These are massive facilities consuming hundreds of megawatts of power, enough to rival the consumption of some entire cities. Individual campuses cost billions to build and equip. They house tens of thousands of GPUs and TPUs. And because all that compute generates extreme heat, they rely on liquid cooling systems to keep temperatures manageable.

This scale is part of why the cloud, like Google Cloud, exists in the first place. Almost no organization can justify building infrastructure like this on its own. The Generative AI Leader exam frames cloud platforms as the practical access point to this kind of compute.

CPUs: general-purpose, sequential processing

CPUs, or Central Processing Units, are the workhorses we are most familiar with. They are general-purpose processors designed for sequential processing, meaning they handle tasks one after another in a methodical way.

What makes CPUs distinctive is their architecture. They have a small number of powerful cores, typically anywhere from 2 to 64 cores in most cases, and each core is optimized for handling diverse computational tasks and complex branching logic.

This is why CPUs work well for pretraining tasks like data preprocessing and feature engineering, and for training classical machine learning models such as linear regression, decision trees, and support vector machines. Those algorithms do not require massive parallel computation, but they do benefit from the CPU's ability to handle varied computational patterns efficiently. On Google Cloud, when you are working with smaller datasets or traditional ML algorithms, CPU-based instances provide a cost-effective foundation.

GPUs: thousands of cores, parallel processing

GPUs, or Graphics Processing Units, take a fundamentally different approach to computation. They were originally designed for graphics rendering, where you need to process thousands of pixels simultaneously to create smooth, real-time visuals. That origin actually explains a lot about why they are so useful for machine learning.

The key architectural difference is in the cores. Where a CPU might have 8 or 16 powerful cores, a modern GPU contains thousands of smaller, simpler cores. These cores are not as individually powerful as CPU cores, but they are optimized for parallel processing of similar tasks simultaneously.

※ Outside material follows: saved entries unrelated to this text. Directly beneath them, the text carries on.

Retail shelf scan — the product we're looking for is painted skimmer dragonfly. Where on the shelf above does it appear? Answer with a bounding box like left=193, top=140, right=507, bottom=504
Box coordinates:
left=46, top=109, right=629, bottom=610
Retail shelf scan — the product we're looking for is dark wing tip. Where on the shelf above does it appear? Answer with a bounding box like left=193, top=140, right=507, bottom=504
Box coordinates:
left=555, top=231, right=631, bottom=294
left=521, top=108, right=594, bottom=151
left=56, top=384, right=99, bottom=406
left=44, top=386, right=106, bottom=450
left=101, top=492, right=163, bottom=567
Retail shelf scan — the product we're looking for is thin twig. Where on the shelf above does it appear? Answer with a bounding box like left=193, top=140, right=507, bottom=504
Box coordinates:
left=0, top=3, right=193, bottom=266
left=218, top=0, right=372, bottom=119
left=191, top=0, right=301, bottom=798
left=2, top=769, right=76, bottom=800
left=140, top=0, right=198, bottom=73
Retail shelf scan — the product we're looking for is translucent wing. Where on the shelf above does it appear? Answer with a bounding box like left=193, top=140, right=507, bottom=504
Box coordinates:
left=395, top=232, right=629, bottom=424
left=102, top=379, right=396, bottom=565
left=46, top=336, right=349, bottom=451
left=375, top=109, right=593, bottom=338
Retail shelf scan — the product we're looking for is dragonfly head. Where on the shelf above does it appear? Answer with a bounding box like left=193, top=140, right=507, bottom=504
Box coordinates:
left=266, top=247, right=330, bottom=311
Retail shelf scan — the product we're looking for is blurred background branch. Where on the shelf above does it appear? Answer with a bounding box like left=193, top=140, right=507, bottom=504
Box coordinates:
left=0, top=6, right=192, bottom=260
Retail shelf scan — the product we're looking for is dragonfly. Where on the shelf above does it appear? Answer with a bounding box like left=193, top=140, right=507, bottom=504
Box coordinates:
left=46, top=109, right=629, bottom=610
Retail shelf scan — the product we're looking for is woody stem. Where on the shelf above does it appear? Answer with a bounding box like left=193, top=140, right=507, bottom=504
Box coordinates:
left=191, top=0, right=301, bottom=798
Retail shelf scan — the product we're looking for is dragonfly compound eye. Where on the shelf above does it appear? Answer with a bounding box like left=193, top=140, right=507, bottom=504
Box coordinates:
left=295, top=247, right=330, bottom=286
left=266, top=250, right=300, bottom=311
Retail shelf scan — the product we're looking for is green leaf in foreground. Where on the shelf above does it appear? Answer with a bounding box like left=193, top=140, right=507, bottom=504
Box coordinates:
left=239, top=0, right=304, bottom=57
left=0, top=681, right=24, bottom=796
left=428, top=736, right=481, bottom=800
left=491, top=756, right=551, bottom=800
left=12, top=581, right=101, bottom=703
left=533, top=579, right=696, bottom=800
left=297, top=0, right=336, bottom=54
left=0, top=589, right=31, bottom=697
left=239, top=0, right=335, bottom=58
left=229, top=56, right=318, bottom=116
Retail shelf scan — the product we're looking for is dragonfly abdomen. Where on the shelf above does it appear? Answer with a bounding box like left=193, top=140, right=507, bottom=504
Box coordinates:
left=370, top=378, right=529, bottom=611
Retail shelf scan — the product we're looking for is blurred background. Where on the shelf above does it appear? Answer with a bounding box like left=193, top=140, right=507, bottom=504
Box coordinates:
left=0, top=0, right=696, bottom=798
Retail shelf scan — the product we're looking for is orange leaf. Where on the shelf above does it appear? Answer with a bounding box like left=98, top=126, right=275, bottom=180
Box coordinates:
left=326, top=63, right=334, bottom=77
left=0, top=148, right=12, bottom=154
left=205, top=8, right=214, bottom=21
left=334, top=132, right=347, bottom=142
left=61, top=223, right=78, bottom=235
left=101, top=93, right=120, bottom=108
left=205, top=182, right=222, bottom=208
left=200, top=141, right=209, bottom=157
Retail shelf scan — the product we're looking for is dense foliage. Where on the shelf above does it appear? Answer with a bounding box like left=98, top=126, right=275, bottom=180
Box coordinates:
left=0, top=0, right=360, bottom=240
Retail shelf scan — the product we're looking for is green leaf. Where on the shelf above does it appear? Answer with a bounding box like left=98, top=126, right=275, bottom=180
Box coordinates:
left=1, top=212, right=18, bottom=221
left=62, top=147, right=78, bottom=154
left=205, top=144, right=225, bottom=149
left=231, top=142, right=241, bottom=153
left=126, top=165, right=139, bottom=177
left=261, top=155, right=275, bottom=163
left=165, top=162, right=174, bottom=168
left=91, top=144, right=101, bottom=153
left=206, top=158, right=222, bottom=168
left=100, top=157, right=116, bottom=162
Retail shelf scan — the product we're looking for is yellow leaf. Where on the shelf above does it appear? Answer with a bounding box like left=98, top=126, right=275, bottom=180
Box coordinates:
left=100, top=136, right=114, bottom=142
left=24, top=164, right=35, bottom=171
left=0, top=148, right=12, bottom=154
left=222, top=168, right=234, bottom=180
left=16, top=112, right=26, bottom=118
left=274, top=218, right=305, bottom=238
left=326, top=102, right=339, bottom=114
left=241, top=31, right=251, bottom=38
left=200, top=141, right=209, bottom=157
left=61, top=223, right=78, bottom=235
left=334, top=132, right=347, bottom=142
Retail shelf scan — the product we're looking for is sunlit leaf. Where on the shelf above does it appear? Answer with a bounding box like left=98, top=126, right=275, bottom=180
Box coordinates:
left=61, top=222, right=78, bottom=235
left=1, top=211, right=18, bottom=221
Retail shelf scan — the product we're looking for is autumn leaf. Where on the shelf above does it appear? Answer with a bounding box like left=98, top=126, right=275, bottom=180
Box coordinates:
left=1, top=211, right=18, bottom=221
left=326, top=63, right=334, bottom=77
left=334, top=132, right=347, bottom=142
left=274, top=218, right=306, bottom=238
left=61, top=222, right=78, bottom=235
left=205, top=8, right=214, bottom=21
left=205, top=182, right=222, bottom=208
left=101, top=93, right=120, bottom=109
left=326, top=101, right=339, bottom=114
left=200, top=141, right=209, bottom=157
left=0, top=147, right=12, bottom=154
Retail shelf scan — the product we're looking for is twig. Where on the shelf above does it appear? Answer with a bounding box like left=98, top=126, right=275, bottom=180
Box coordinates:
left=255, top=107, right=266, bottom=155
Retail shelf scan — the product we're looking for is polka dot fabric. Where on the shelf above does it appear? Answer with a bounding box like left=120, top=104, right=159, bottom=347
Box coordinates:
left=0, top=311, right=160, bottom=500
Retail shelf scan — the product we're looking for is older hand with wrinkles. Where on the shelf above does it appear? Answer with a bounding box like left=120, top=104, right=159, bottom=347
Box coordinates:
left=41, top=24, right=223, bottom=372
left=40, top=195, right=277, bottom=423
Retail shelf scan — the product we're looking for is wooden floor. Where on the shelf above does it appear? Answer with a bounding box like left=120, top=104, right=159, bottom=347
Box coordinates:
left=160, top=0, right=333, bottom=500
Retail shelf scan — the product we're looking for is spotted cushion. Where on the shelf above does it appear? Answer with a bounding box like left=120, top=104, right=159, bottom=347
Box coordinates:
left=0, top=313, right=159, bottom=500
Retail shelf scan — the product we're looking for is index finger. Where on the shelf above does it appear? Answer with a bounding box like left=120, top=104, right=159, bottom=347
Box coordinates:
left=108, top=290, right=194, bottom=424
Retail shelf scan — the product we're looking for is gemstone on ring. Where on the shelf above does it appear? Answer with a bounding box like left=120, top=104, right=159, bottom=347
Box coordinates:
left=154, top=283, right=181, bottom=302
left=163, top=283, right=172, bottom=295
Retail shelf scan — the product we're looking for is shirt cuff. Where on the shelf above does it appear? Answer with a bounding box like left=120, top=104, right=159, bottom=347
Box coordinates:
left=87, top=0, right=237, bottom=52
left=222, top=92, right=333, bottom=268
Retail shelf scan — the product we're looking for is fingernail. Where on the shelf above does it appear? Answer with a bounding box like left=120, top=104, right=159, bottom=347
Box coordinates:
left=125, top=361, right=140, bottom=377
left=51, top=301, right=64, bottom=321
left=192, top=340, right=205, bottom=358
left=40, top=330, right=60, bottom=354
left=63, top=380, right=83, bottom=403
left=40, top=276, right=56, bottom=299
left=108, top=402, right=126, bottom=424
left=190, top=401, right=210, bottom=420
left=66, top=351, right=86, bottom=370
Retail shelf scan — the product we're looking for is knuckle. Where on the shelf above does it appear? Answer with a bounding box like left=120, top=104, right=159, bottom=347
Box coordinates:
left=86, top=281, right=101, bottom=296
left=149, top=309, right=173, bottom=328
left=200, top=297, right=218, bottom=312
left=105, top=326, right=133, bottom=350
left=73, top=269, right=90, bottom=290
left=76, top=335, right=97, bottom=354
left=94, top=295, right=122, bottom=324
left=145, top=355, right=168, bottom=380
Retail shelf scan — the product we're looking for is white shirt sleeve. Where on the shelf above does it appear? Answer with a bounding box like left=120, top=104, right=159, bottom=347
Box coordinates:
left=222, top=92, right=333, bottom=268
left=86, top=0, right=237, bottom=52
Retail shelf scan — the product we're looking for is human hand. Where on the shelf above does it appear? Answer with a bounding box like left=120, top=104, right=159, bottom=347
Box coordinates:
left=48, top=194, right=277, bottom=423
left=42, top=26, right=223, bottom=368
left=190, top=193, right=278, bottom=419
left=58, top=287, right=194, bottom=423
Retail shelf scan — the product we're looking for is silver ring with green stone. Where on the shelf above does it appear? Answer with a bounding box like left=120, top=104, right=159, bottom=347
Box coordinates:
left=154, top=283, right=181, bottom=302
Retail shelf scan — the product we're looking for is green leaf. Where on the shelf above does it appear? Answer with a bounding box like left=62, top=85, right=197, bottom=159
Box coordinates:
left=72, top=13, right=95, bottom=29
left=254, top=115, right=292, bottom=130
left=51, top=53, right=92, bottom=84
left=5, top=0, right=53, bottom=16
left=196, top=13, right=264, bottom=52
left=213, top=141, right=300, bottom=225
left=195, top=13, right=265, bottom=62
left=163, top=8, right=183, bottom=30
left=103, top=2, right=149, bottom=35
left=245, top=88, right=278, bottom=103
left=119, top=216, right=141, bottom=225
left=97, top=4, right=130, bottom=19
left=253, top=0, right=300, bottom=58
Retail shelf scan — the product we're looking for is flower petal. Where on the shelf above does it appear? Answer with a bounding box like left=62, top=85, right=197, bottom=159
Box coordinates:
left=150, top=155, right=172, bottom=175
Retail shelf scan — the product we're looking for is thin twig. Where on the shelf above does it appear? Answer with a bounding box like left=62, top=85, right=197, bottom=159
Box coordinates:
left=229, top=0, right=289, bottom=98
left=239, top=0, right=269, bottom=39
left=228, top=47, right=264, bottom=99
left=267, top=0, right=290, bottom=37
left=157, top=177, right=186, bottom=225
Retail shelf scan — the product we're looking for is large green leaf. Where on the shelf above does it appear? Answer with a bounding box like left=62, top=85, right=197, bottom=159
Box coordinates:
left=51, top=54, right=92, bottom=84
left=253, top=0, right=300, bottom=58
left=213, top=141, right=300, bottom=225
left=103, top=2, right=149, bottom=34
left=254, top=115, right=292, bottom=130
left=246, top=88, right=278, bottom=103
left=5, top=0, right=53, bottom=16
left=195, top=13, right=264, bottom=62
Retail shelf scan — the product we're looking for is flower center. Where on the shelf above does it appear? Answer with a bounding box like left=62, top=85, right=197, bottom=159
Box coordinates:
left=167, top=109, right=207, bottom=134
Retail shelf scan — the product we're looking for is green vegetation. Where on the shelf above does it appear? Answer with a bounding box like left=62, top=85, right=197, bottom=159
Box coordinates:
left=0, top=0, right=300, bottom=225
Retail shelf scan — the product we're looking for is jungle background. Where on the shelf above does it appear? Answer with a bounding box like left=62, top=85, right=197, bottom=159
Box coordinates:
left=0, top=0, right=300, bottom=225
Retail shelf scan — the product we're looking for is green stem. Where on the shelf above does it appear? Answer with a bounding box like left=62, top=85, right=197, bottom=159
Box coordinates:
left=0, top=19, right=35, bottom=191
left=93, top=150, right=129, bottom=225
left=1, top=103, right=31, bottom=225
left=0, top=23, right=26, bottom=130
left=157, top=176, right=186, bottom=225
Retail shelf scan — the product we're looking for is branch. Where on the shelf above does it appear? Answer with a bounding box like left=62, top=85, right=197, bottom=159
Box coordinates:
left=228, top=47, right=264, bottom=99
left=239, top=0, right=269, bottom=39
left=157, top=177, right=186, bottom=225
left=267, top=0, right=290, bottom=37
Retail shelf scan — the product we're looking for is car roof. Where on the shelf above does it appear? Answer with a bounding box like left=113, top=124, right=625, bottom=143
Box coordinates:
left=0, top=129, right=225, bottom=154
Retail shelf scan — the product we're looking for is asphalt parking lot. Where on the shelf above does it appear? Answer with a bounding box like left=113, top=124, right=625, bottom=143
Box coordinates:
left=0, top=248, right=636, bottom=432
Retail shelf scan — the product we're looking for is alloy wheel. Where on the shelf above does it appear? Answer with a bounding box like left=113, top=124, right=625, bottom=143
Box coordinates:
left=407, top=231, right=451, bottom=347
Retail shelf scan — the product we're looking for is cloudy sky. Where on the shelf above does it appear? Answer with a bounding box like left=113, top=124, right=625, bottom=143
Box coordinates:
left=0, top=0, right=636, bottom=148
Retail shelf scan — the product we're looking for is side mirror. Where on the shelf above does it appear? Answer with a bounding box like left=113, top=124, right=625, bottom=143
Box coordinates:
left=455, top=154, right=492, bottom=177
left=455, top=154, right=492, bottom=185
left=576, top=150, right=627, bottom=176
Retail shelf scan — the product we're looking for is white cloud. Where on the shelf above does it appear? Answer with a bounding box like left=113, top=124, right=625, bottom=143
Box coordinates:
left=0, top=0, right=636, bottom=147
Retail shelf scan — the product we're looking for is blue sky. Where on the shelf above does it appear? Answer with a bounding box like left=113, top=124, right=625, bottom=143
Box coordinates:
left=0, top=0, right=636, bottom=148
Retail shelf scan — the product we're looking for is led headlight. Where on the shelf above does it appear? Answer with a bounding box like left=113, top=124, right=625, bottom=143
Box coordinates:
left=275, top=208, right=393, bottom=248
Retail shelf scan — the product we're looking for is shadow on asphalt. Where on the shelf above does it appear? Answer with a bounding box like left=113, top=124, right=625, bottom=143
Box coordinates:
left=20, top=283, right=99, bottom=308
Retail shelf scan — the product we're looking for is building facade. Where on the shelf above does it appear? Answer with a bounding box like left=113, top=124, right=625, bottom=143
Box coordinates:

This matters because when you train a deep learning model, you are performing massive amounts of matrix multiplication and similar mathematical operations. These operations are highly repetitive and can be broken down into thousands of smaller, identical calculations that do not depend on each other. This is exactly where GPUs shine. When processing a batch of images through a convolutional neural network, the GPU can apply the same convolution operation to different parts of all the images in parallel, with each core handling a small piece of the computation.

That parallel processing capability makes GPUs particularly effective for training deep neural networks, computer vision tasks, and any machine learning workload that involves large-scale matrix operations. NVIDIA is currently the most well-known maker of GPU chips.

CPUs vs GPUs in one line

The comparison is worth holding clearly in your head. Both chips have cores, but the structure of those cores is what makes them suited for different work.

The CPU has a small number of large cores. The GPU has a dense grid of much smaller ones. Few cores, sequential processing versus many cores, parallel processing. For AI training, breadth wins.

TPUs: Google's custom ML chip

TPUs, or Tensor Processing Units, represent Google's approach to purpose-built machine learning hardware. Unlike CPUs and GPUs, which were adapted for ML workloads, TPUs were designed from the ground up specifically for machine learning computations.

The key insight behind TPUs is that machine learning, particularly deep learning, involves very specific types of mathematical operations that occur repeatedly. Google analyzed the computational patterns in their ML workloads and built hardware optimized specifically for those patterns. TPUs feature specialized matrix multiplication units and an optimized memory architecture designed around tensor operations, which are the fundamental data structures in most modern ML frameworks.

This specialization makes TPUs particularly effective for very large-scale deep neural network training, especially when you are working with TensorFlow, since Google optimized TPUs specifically for their own framework. You will often see TPUs used for training large language models, transformer architectures, and other computationally intensive ML models where the scale justifies the specialized hardware.

One nuance worth keeping in mind. In practice, GPUs remain sufficient or even preferred for many large-scale deep learning projects, particularly when you need flexibility across different frameworks or when the workload does not fully utilize the TPU's specialized capabilities. The Generative AI Leader exam will not corner you into picking TPUs every time Google appears in the question stem.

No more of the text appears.